On the left end of the light strip, I installed some nylon sleeving and heat shrink tubing and then tucked it behind the brace.

I used some E6000 to adhere the cable in the channel.  The cable will exit the canopy through a hole in the brace that I need to drill.

I used some popsicle sticks and tape to hold the cable down in the channel while the E6000 cures.  I’ll finish routing the wire after that.

I decided to get back to the seat heater wiring.  I need the cables coming from the seats to be easily removable whenever the seats are removed. I picked up some power jacks from Radio Shack and wired up a couple of these adaptors.

I then drilled a couple of 5/16″ holes in the inboard seat ribs and seat pan on both sides.

Here is the adaptor installed.  I then ran the wires for the right seat heater, hooked them up and verified proper operation.

I’ll use these corresponding plugs on the ends of the cables coming from each seat bottom and seat back.

Started Wiring Interior Lights

I spoke with Dynon this morning and they were already aware of the reverse trim issue.  The fix will require software updates to both the Dynon SkyView and the VP-X, but those aren’t out yet.  It’s not blocking anything for me right now, so I’ll just wait for the updates.

I moved ahead and finished the power and ground wires for the seat heaters.  I *think* this will be the last ground wire that attaches to the firewall ground block.

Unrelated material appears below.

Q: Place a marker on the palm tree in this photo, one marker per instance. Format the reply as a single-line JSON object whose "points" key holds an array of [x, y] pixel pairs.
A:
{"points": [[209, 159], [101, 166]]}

Next up, I started wiring the interior lights.  I had been planning on wiring the cabin lights (in the roll bar support channel) directly to the battery bus so that I can turn them on without turning on the master switch.  I originally ordered a linear dimmer module from Perihelion Design.  This has the nice feature that when the knob is turned off, the dimmer draws absolutely no power.  A while back though, I decided to switch to a PWM dimmer from pilotlights.net.  The dimmer provides a much smoother and more linear brightness ramp, but unfortunately, it draws between 6 and 13 mA even when the output is open.  At 13 mA, that would completely drain my battery in ~54 days, but it would drain enough power to affect starting in quite a bit less time.  I don’t really see a way around this since the dimmer has to be connected prior to the switch that routes power to either the white or green cabin lights, so there’s no way to shut off power to the dimmer if it’s wired directly to the battery bus.  I’ve decided to just move the cabin lights to the interior lights circuit on the VP-X.  This will eliminate the current drain, but will unfortunately mean I will have to turn on the master switch to turn on the cabin lights.